Судя по всему, они гуляли в Удельном парке. Сквозь деревья просматривается станция метро «Удельная» и железная дорога. Не так много там домов.
— Не много? Жилой район, — возразил Гриша.
— Я говорю о кирпичных девятиэтажках. Смотри, они выходят из парадного. Очевидно, Рамазанов ждал во дворе.
— И все равно, прочесать весь район…
— Не надо. Проще найти поликлинику или женскую консультацию. Она рожала дважды. Список женщин у нас есть. Сто рублей, шоколадку в регистратуру — и ты получаешь ответы на все вопросы.
— Послушай, Наташа, почему ты не пошла в следователи, а стала адвокатом?
— По причине престижности профессии. На разведку пошлешь своего приятеля, тебе самому светиться незачем. Он парень толковый, сыскное агентство поднял на уши.
— Олигарха разыграл. Он же артист. Нет, серьезно, в детском театре играет.
— Нам не артисты нужны, а люди, умеющие держать язык за зубами. Рано или поздно, но на него выйдут.
— Не волнуйся. Я ему сказал, что веду свое следствие втайне от милиции и прокуратуры.

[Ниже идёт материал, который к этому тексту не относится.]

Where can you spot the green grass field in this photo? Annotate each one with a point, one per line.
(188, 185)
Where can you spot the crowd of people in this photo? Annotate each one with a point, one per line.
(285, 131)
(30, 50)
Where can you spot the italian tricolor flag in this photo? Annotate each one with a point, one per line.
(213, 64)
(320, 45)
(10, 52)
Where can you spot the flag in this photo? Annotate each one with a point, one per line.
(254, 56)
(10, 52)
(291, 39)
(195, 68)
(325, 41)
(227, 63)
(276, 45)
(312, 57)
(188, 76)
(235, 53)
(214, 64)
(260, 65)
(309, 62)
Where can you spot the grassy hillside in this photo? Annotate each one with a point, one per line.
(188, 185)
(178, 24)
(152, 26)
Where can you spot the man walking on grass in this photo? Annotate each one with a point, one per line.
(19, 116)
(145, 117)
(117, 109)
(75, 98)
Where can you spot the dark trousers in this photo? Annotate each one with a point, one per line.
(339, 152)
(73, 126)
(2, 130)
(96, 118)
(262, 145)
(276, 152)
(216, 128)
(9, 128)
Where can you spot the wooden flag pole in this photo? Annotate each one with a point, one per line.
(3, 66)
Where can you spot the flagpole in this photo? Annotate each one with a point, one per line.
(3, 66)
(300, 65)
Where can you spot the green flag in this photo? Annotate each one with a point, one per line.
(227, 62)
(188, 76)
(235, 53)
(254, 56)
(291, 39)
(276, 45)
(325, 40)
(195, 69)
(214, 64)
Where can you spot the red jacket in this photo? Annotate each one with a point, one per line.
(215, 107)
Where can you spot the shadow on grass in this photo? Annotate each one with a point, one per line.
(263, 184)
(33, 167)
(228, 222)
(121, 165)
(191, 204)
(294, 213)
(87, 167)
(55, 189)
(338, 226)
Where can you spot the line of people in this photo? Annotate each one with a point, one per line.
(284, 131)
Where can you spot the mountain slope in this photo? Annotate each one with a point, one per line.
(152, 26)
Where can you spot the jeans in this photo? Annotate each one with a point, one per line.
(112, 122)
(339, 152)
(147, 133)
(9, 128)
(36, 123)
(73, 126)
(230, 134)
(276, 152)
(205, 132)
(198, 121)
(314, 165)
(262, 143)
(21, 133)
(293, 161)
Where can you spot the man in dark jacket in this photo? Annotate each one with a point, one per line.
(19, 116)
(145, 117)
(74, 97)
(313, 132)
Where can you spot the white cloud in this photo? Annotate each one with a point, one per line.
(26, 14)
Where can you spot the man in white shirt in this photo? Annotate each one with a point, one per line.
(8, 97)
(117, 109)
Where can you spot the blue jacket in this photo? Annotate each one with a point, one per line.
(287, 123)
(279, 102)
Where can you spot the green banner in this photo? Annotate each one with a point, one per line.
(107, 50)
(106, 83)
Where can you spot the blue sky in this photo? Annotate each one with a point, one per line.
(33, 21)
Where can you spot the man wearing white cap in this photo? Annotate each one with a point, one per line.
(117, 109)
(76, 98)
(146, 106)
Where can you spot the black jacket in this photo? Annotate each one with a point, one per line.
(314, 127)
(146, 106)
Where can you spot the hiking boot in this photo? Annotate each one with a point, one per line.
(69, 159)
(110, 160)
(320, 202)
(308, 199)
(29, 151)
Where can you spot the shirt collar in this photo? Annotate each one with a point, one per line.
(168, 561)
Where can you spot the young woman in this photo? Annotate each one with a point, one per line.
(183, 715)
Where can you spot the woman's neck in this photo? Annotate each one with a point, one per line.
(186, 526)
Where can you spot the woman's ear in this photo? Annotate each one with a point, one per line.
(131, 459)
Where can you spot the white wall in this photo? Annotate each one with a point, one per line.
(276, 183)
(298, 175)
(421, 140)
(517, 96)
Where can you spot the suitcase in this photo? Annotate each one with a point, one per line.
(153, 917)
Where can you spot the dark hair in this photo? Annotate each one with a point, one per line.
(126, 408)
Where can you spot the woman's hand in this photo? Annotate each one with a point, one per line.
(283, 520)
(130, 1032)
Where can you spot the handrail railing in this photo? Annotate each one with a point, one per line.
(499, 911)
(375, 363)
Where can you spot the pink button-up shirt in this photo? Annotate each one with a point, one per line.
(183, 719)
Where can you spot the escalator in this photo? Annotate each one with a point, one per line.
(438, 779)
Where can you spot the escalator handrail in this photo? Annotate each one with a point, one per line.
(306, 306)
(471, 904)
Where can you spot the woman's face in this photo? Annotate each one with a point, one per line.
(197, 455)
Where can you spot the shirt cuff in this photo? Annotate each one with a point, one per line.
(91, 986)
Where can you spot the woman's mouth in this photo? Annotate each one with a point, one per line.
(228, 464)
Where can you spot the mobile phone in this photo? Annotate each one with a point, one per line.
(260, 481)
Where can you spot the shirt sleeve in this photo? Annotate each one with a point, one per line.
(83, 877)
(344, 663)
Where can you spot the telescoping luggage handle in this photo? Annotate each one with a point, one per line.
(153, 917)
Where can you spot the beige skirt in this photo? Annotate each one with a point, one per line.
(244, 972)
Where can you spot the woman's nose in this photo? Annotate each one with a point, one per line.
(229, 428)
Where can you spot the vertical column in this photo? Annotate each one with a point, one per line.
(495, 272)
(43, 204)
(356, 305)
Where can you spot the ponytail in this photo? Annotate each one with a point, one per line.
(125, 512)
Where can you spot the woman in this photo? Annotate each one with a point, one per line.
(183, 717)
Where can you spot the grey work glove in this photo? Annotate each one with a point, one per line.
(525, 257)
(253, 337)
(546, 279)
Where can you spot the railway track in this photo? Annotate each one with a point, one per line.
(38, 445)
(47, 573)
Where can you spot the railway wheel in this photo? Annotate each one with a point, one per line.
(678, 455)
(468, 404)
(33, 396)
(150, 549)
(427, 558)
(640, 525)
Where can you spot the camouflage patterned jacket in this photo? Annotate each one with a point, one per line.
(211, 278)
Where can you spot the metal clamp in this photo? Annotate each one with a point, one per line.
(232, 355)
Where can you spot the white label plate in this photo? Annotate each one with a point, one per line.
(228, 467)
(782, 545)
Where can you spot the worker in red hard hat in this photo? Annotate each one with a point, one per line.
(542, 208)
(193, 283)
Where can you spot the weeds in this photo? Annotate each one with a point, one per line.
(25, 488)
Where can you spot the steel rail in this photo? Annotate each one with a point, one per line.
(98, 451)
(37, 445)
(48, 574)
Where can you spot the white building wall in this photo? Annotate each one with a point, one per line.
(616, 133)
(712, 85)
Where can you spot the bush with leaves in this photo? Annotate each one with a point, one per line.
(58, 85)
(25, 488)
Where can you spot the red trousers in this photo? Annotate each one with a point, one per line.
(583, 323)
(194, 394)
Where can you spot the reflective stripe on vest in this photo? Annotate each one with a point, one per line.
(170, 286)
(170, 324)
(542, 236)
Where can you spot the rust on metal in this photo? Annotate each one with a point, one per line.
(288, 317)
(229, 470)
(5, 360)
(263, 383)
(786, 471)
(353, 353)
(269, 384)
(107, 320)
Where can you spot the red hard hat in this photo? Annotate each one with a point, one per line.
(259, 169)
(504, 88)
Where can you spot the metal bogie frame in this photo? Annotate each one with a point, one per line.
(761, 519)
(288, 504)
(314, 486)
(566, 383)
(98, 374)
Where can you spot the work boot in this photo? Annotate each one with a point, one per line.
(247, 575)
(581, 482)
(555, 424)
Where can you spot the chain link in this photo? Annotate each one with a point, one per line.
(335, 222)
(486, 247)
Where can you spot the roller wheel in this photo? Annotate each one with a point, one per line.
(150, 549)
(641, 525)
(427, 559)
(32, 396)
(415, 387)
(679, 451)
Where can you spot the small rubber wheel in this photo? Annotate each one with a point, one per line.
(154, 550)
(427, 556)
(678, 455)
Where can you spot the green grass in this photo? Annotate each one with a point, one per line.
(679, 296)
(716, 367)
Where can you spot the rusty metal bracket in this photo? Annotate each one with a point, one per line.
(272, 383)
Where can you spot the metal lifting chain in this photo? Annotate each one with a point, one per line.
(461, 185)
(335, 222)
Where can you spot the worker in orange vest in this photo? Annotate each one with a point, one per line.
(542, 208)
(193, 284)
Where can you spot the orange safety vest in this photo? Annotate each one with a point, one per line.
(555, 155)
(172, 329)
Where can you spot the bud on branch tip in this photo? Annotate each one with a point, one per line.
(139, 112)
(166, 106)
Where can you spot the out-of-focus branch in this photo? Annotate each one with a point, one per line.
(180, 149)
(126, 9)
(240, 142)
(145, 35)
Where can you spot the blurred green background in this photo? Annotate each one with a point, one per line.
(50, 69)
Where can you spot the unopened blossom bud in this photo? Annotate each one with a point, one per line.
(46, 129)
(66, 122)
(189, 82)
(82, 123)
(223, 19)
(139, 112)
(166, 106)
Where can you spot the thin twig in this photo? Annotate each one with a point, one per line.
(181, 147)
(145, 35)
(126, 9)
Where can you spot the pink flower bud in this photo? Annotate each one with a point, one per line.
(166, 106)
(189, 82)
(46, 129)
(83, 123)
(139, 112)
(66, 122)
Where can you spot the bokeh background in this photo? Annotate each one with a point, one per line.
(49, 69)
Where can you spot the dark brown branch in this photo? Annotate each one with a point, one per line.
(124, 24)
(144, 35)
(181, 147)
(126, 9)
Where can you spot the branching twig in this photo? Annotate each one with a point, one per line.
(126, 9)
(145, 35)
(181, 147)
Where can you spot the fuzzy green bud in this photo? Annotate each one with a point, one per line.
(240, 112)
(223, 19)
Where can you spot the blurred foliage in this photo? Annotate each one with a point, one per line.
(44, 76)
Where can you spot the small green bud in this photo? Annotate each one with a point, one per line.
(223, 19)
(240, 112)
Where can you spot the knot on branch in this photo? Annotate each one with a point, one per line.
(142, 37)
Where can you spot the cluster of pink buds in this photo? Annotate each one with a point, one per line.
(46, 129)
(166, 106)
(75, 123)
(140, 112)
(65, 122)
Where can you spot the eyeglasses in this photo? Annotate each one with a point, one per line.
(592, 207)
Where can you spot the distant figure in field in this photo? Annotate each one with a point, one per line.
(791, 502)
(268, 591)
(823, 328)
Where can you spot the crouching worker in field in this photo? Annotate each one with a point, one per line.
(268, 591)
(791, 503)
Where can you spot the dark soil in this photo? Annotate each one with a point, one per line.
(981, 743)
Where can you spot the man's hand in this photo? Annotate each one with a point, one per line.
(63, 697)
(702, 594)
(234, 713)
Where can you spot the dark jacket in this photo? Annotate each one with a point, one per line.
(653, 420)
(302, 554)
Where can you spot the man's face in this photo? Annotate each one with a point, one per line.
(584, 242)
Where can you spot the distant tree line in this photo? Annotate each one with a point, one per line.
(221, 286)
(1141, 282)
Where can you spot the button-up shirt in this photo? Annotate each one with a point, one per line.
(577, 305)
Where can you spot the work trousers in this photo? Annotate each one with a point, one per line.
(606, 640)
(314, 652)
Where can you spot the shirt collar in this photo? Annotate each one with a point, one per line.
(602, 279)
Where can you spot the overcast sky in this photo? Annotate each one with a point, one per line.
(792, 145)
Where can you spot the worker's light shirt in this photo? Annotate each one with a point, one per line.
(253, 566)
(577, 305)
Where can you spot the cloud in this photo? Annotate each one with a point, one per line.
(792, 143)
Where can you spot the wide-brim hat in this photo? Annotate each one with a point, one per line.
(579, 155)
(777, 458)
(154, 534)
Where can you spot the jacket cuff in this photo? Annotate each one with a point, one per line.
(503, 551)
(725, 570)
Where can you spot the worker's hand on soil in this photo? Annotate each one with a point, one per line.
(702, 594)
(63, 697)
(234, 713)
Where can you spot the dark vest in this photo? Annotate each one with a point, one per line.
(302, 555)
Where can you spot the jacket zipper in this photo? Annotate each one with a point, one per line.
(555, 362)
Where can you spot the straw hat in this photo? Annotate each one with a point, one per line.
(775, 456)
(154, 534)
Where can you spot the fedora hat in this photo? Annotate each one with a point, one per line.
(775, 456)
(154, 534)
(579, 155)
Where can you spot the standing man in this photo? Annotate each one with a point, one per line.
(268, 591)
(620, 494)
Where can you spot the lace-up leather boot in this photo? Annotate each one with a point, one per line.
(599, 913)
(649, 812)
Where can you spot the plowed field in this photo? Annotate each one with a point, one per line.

Он же знает, что я работаю в «Криминальной хронике». Я его предупредил, что меня могут уволить за самодеятельность и посадить за утаивание материалов от следственных органов. Он меня никогда не продаст. А потом, ему самому интересно. Он обожает всякие тайны и любит играть. Перед тем как идти к частным сыщикам, он целый сценарий написал, репетировал — входил в образ. В театре-то ему больше Бармалеи и Иванушки-дурачки достаются. На Влада можно положиться. Я с ним в армии служил, знаю парня хорошо. Надежный.
— Тебе виднее. Завтра или послезавтра я уеду в Москву. Одна. А ты закончишь дела здесь и потом приедешь. Тебе еще сводки МВД проверить надо.
— Знаю, — расстроенно буркнул Толстиков.